In the regression pathway, accurate feature alignment is crucial for precise object localization. To this end, a convolution applied to features predicts an offset field and a modulation mask, which are fed into a dynamic deformable convolution module to realize DynamicAlignment on reg_feat. It dynamically changes the offset and mask according to the specific needs of the detected features, thus adjusting the sampling position and weight of the convolution to achieve the effect of customised convolutional filters.

aligned_features = DynamicAlignment (reg_feat)

(10)

DynamicAlignment employs dynamically computed offsets to adjust the convolutional filters, enhancing the accuracy of bounding box predictions.

During the inference phase, the system efficiently merges and decodes bounding boxes and class probabilities using an advanced concatenation and decoding mechanism to ensure high detection accuracy:

y = Concatenate (Decode (dbox), σ (cls))

(11)

Here, the Decode function translates the encoded bounding box coordinates into actual geometrical shapes on the image and the sigmoid function normalizes the output probabilities between 0 and 1, rendering them interpretable as confidence scores.

In summary, DTAH improves task decoupling and spatial adaptability by dynamically allocating features and modulating alignment across detection branches. Compared with traditional methods like YOLOv5 and RetinaNet [35], which use fixed receptive fields and separate task branches, this design significantly enhances the model’s dynamic processing ability. It enables the model to quickly adapt to different task requirements, actively avoid ineffective regions, and focus on key parts of the target in complex environments, thereby improving its performance in challenging scenarios such as foggy conditions.
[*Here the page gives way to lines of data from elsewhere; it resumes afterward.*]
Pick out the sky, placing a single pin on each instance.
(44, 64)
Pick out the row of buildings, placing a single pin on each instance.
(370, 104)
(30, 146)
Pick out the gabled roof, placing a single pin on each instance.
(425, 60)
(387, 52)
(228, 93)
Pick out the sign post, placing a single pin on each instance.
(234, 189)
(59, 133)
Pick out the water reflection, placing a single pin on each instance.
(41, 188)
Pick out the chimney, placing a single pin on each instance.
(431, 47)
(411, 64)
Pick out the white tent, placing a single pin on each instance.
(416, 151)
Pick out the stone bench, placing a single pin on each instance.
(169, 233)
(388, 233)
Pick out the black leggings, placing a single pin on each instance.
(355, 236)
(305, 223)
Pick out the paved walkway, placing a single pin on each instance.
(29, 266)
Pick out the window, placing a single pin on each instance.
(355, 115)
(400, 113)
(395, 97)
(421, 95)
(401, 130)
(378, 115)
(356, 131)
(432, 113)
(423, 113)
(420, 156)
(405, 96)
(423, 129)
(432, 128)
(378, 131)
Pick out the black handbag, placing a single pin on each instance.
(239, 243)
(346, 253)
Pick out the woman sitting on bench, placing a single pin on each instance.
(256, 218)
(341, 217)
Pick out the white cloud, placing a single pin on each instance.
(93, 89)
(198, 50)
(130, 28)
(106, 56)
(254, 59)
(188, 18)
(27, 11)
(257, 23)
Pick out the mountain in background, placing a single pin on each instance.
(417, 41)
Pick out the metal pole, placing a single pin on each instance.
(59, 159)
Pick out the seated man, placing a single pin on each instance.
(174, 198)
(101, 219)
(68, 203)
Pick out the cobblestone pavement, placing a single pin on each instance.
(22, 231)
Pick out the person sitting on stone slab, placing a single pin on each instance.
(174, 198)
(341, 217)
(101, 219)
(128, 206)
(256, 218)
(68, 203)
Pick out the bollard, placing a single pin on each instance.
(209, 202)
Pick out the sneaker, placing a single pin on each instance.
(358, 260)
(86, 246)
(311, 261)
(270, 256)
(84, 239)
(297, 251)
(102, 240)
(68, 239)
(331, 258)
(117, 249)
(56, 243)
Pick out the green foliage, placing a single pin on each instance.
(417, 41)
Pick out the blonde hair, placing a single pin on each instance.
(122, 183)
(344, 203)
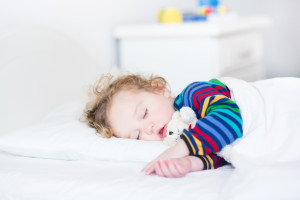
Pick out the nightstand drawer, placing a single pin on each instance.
(239, 51)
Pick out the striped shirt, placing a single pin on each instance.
(219, 118)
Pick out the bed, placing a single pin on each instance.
(46, 152)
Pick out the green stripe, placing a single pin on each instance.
(233, 125)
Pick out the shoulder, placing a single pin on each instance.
(199, 86)
(185, 97)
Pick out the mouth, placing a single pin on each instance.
(162, 132)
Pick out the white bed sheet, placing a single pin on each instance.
(43, 179)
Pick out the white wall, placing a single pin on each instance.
(282, 39)
(90, 24)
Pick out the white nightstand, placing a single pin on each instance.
(188, 52)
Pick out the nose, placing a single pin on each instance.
(149, 129)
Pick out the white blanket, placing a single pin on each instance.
(271, 116)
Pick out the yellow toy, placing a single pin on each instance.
(170, 15)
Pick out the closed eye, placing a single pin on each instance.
(138, 136)
(146, 113)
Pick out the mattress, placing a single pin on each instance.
(35, 178)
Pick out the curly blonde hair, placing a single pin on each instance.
(103, 91)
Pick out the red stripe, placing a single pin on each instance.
(207, 139)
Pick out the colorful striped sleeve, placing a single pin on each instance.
(219, 118)
(212, 161)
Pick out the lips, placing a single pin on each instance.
(162, 132)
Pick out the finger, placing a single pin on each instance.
(165, 169)
(180, 168)
(157, 168)
(172, 168)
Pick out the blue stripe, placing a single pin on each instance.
(191, 139)
(211, 132)
(229, 126)
(227, 135)
(232, 114)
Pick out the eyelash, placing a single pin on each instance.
(146, 112)
(145, 115)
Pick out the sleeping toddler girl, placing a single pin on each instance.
(136, 107)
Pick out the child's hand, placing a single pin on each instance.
(174, 167)
(177, 151)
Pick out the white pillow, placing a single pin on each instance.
(62, 136)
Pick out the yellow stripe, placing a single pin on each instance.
(211, 162)
(204, 106)
(191, 145)
(217, 98)
(199, 145)
(207, 164)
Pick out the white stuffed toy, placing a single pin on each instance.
(183, 119)
(186, 118)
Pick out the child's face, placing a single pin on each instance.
(140, 114)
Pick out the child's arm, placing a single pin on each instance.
(220, 121)
(177, 167)
(179, 150)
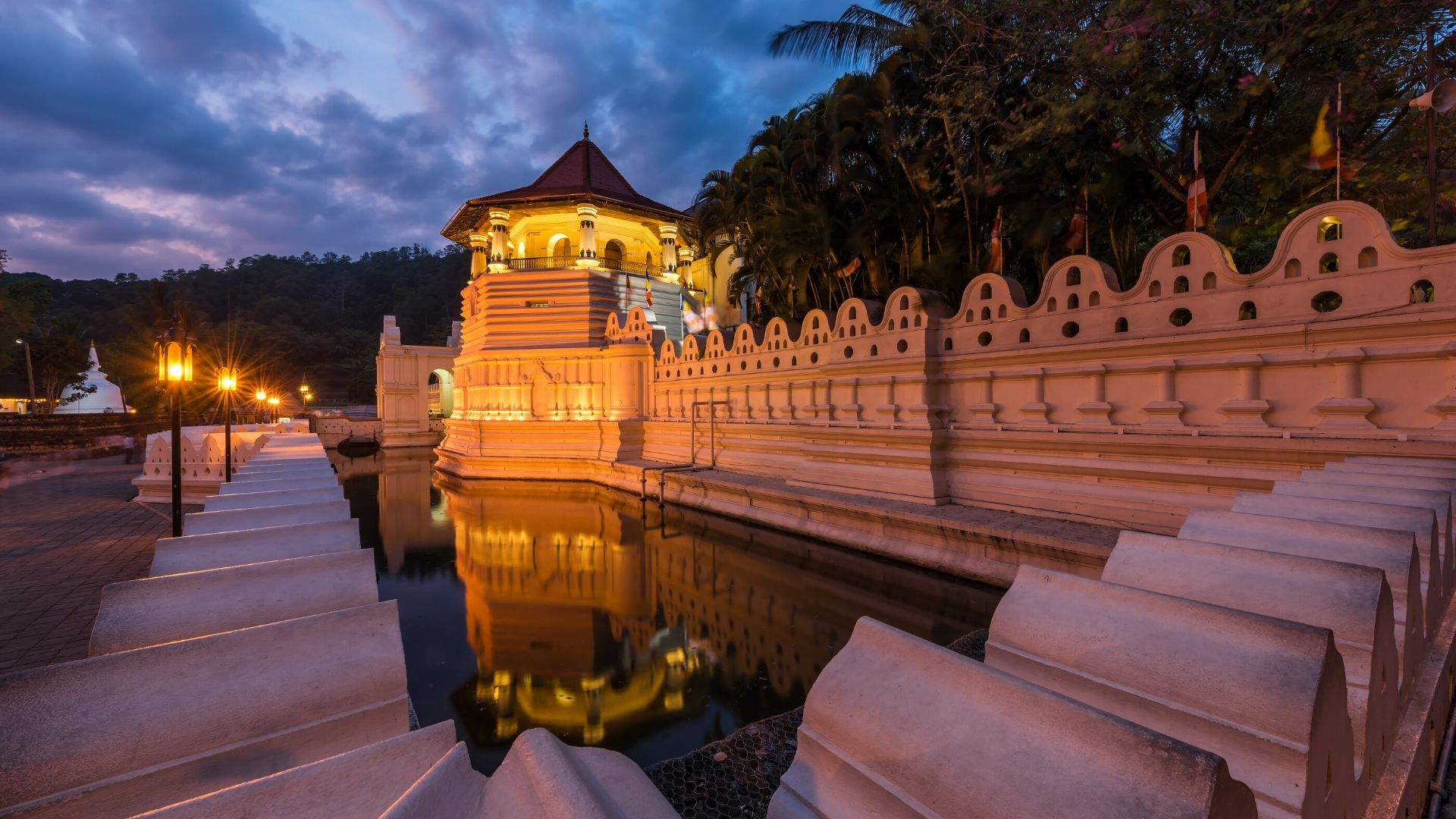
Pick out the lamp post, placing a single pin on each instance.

3.6. Frequency-Adaptive Dilated Convolution (FADC)

To improve feature extraction under visibility-degraded conditions, we introduce the Frequency-Adaptive Dilated Convolution (FADC) module [36]. Unlike conventional dilated convolution with fixed configurations, FADC adaptively adjusts receptive field size and kernel behavior based on the frequency characteristics of input features. This design is particularly beneficial in UAV-based IoT applications, where fog often suppresses spatial detail and disrupts semantic consistency.

Adaptive Kernel (AdaKern) performs preliminary processing on initial features, particularly within heterogeneous IoT environments. By decomposing the convolutional kernel into components tailored to specific frequency ranges, it enables more refined feature extraction. This allows the network to dynamically adjust the weights of the convolutional kernel based on the frequency content of the features, thereby enhancing the accuracy of feature representation:

K_{adapt} = Decompose (K, α (F_{in}), β (F_{in})),

(12)

where K is the original convolution kernel,

α

and

β

adjust the decomposition based on the identified frequency content, and

K_{adapt}

is the adapted kernel used for the final convolution.
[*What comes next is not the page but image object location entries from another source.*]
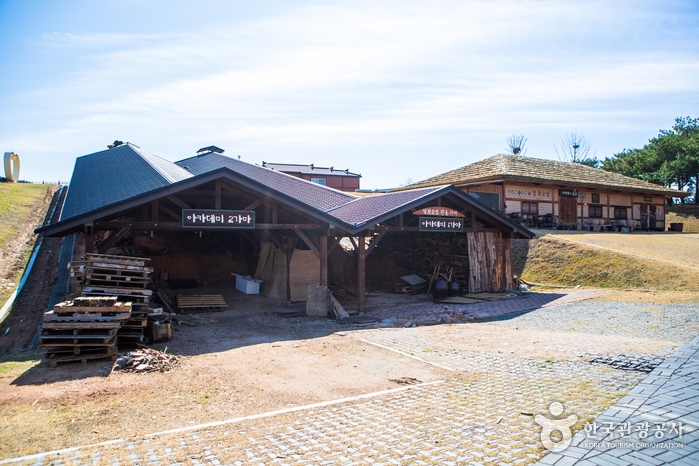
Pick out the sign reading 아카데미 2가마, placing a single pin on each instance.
(197, 218)
(441, 224)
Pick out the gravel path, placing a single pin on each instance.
(484, 411)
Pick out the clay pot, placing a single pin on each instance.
(440, 289)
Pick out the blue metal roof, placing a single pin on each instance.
(113, 175)
(314, 195)
(107, 179)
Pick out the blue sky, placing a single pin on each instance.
(392, 90)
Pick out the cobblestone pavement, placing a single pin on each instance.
(484, 412)
(656, 423)
(678, 322)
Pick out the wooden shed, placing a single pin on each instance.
(214, 198)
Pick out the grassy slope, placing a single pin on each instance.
(557, 262)
(17, 203)
(689, 215)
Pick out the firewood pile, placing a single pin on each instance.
(126, 278)
(82, 329)
(148, 360)
(401, 255)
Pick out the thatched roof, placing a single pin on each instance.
(515, 167)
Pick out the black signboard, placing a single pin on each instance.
(197, 218)
(568, 193)
(444, 224)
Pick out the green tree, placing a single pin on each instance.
(671, 159)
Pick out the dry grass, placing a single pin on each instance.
(17, 202)
(559, 262)
(689, 215)
(678, 248)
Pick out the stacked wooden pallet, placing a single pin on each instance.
(121, 276)
(201, 303)
(82, 329)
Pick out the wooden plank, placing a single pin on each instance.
(112, 240)
(307, 241)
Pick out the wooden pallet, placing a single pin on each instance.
(83, 358)
(76, 307)
(201, 302)
(86, 317)
(116, 259)
(82, 350)
(81, 325)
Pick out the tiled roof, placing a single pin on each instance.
(515, 167)
(114, 175)
(308, 169)
(125, 173)
(364, 209)
(312, 194)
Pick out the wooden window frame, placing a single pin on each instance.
(626, 213)
(529, 206)
(595, 207)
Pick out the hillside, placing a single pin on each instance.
(687, 214)
(22, 209)
(555, 261)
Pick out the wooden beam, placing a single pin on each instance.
(217, 194)
(255, 204)
(178, 202)
(89, 238)
(361, 273)
(139, 225)
(112, 240)
(171, 213)
(323, 261)
(287, 226)
(307, 241)
(290, 244)
(154, 206)
(374, 242)
(274, 239)
(335, 243)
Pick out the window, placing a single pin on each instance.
(595, 211)
(530, 208)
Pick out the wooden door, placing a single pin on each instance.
(644, 216)
(568, 210)
(651, 216)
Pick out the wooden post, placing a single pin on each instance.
(89, 238)
(217, 194)
(323, 261)
(361, 272)
(289, 252)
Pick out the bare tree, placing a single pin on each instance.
(575, 148)
(516, 144)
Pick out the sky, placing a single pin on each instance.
(397, 91)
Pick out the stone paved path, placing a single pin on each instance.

The Frequency Selection (FreqSelect) component generates attention weights through AdaKern and applies them across multiple scales of the feature map. This allows the network to emphasize important frequency components at different resolutions, dynamically guiding subsequent convolution operations in foggy environments:

F_{freq} = \sum_{k = 1}^{K} K_{adapt_k} ⊙ F_{in}

(13)

where

K_{adapt_k}

denotes convolution kernel generated by the AdaKern module at the specific scale and

F_{freq}

represents the frequency-enhanced feature map. This process aids in identifying and amplifying crucial spatial details that might be obscured by fog.
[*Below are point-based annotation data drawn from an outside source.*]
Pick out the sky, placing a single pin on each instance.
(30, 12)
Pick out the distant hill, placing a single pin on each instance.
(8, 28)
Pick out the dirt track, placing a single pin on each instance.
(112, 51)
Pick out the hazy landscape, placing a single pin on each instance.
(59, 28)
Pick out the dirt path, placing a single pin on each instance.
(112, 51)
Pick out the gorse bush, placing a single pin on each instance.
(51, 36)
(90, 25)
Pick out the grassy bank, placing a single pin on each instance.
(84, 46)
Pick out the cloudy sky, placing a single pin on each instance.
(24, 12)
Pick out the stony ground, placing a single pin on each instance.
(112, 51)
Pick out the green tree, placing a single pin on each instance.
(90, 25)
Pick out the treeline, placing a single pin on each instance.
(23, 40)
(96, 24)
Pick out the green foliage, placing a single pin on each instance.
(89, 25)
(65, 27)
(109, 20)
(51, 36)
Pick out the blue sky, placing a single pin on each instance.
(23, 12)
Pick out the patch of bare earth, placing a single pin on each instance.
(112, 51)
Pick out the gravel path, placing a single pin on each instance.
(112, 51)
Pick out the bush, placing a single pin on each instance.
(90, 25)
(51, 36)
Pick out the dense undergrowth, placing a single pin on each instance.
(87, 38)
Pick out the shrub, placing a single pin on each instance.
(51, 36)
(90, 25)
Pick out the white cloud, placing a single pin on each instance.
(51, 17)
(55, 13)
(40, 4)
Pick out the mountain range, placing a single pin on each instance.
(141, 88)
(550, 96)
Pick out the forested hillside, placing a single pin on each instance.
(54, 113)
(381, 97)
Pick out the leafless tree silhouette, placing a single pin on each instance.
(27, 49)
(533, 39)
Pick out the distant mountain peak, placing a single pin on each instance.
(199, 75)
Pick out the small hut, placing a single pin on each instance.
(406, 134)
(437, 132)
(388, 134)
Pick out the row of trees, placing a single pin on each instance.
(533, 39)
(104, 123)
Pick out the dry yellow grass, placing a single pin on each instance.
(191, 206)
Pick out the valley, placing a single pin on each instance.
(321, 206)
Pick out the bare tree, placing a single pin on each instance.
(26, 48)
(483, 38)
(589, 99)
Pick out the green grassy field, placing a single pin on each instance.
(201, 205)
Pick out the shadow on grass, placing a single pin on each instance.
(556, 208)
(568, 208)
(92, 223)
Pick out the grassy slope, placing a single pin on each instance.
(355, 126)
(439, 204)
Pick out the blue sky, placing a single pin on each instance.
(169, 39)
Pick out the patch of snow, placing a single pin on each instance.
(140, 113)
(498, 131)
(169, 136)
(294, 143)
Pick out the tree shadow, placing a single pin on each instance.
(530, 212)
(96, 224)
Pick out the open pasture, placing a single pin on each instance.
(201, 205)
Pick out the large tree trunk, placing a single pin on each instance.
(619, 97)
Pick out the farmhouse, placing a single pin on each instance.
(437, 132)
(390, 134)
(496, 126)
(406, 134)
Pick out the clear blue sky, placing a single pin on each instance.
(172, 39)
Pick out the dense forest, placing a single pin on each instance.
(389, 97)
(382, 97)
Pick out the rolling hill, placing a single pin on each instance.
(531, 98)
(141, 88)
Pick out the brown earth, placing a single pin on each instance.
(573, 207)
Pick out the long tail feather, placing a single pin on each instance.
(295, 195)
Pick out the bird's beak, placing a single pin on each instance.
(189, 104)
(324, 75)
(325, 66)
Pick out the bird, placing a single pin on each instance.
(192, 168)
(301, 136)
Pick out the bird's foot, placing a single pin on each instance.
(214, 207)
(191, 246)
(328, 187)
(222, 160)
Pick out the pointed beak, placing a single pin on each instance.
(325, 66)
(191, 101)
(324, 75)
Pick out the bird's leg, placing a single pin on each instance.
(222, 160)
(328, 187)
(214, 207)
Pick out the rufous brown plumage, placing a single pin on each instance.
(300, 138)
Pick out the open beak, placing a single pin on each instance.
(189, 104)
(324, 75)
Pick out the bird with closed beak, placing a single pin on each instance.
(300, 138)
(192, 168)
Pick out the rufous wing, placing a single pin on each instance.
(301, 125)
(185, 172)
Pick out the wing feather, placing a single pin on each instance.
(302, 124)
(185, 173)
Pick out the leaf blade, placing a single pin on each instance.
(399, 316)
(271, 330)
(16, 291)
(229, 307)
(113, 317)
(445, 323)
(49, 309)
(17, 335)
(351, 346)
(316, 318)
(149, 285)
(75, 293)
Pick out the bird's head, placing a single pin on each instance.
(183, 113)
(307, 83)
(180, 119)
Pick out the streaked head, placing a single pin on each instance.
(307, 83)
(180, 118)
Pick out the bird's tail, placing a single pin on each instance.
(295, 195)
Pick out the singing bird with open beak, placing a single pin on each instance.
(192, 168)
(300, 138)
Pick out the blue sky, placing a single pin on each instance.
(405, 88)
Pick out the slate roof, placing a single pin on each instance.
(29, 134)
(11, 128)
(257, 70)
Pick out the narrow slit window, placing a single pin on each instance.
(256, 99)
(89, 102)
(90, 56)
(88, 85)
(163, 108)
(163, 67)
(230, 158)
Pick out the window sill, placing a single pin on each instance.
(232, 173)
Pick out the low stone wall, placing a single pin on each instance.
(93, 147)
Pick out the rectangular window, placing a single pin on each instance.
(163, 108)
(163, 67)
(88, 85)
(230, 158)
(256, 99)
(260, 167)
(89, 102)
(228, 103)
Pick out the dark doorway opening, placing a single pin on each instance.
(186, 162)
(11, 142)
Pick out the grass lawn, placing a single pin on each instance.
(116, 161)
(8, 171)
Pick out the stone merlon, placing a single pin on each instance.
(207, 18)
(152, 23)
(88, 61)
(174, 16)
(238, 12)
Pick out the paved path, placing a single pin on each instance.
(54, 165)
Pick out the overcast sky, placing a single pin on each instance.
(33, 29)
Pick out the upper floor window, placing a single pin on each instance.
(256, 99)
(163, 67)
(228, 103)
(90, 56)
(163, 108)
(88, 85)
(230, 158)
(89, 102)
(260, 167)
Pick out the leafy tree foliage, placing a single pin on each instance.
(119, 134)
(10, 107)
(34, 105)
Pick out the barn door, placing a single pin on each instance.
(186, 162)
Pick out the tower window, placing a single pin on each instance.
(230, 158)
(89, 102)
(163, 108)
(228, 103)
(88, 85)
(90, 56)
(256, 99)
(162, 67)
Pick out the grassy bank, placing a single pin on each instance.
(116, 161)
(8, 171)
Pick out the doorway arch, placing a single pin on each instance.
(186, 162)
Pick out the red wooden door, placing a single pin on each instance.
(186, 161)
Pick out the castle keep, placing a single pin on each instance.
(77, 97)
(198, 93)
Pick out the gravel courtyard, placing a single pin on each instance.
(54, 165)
The Adaptive Dilation Rate (AdaDR) adjusts the dilation rate to optimize the receptive field for different spatial complexities encountered in foggy scenarios based on the frequency characteristics identified by FreqSelect. This adaptive dilation mechanism leverages

F_{freq}

to apply attention weights across different dilation rates, enabling the network to focus on fine details when high-frequency content is present and to expand its receptive field for low-frequency content:

d = AdaptiveFunction (F_{freq}),

(14)

F_{dilated} = DilatedConv (F_{freq}, d)

(15)

where d is the dynamically adjusted dilation rate and

F_{dilated}

is the dilated feature map.

The structure of the complete FADC module is illustrated in Figure 10. By combining frequency-guided dilation and adaptive kernel modulation, FADC enhances spatial representation under fog, improving object localization and recognition in UAV-based IoT deployments.

3.7. Embedded Deployment and Optimization

Although personal computers and servers provide strong training and inference capabilities, their large size, high power consumption, and lack of portability limit their suitability for UAV-based foggy detection tasks that require lightweight platforms and real-time processing. Cloud-based solutions can support large-scale data processing, but their inherent communication latency poses clear limitations in delay-sensitive scenarios, such as emergency monitoring and target tracking in UAV–IoT applications.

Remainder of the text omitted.